Chancellor Rishi Sunak
Sky News

However, there was some hope of a bounce back in the monthly figure for June, when GDP rose by 8.7 per cent as high streets reopened.

But economists played down expectations of a rapid “V-shaped” return to normal, saying that it would be a “slow crawl” that could last until 2024 before Britain’s output recovers to levels seen before the pandemic.

In response, Labour accused the Government of bungling the battle against Covid-19. Shadow chancellor

Anneliese Dodds said in a tweet: “We’ve already got the worst excess death rate in Europe — now we’re on course for the worst recession too.

“That’s a tragedy for our country and it’s happening on the PM’s watch. A downturn was inevitable after lockdown — Johnson’s jobs crisis wasn’t.”

The slump is far greater than that experienced by Britain’s economic rivals for the same period, with America down 9.5 per cent, Germany 10.1 per cent, France 13.8 per cent and even Spain less badly affected on 18.5 per cent.

China’s economy grew by 3.2 per cent.
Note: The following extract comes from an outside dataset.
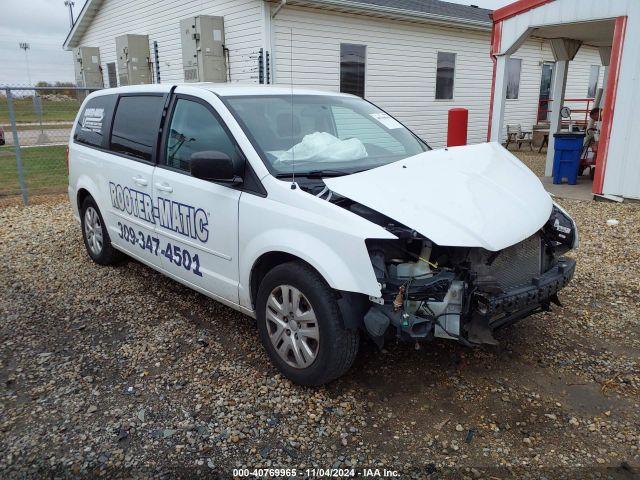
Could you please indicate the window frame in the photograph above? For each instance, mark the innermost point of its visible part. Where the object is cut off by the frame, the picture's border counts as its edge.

Economists said this largely reflected other countries’ more rapid emergence from the lockdown restrictions that brought Britain to a standstill in the spring and early summer.
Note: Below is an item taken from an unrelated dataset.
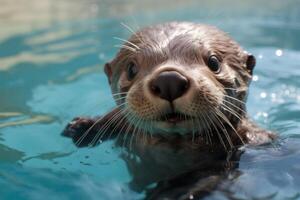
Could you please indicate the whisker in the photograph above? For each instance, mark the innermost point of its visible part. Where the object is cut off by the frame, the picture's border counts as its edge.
(125, 47)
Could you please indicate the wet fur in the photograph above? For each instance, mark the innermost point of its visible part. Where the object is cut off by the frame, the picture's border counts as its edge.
(181, 164)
Pablo Shah, senior economist at analysts the Centre for Economics and Business Research, said: “Although the pandemic is by definition a global phenomenon, declines in output of this scale have not yet been widely recorded elsewhere in the world.”

The Office for National Statistics said the drop wiped out 17 years of growth by dragging GDP down in real terms to levels not seen since the second quarter of 2003 when Tony Blair was prime minister and British troops were storming Iraq.
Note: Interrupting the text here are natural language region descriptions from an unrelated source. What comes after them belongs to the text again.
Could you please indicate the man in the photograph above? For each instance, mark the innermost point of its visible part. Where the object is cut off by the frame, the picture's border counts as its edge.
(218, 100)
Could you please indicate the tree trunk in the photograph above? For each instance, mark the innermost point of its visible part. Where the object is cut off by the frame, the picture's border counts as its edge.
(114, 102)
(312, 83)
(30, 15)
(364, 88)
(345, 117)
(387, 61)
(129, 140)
Output was £408 billion in the second quarter of this year compared with £407 billion in 2003 if measured in 2016 prices.

All major sectors of the economy were hit by huge and unprecedented downturns during the quarter.

Output from the dominant services industries was down 19.9 per cent, while production was 16.9 per cent lower and construction fell by 35 per cent.

The accommodation and food services industry suffered the most with output down by 88.1 per cent compared with the same period in 2019.

City economists were divided on how quickly Britain would recover the lost ground.

Tom Stevenson, investment director at Fidelity International, said: “No one knows exactly what the recovery from coronavirus will look like — particularly with the potential for a second wave of infections and further local lockdowns — but it is likely that it will be a slow crawl towards pre-Covid levels with further government stimulus needed to restore sustained growth.”

Howard Archer, chief economic adviser to forecasters the EY ITEM Club, said: “The recovery is likely to be limited by persistent consumer caution, higher unemployment and only slowly recovering business investment.

“Furthermore, the EY ITEM Club believes that it’s unlikely the economy will regain its fourth quarter 2019 size until 2024.”

Laura Suter, personal finance analyst at investment platform AJ Bell, said: “A second wave of the virus will hamper any rebound, as will the effect of some of the localised shutdowns we’ve seen in recent weeks. The much-talked-about V-shaped recovery of the UK economy relies on no second lockdown and also on UK trade talks being successful — presenting two large uncertainties.”

London businesses said the scale of the downturn left them fighting for survival as autumn approached.

Denise Yeats, founder of London-based Denise Yeats Creative Events Production, said: “Although I have picked up a little bit of work for the next few months, the future is very uncertain. With an events business that specialises in the charity sector, I have been hit by a double whammy and I wonder about the sustainability of my business long term.

“The Government continues to ignore the plight of limited company directors and today I found myself giving in to a big cry as I realised that I don’t have the money to pay my corporation tax bill. I have always saved the money for this but now find it being steadily eaten away so that I can survive.”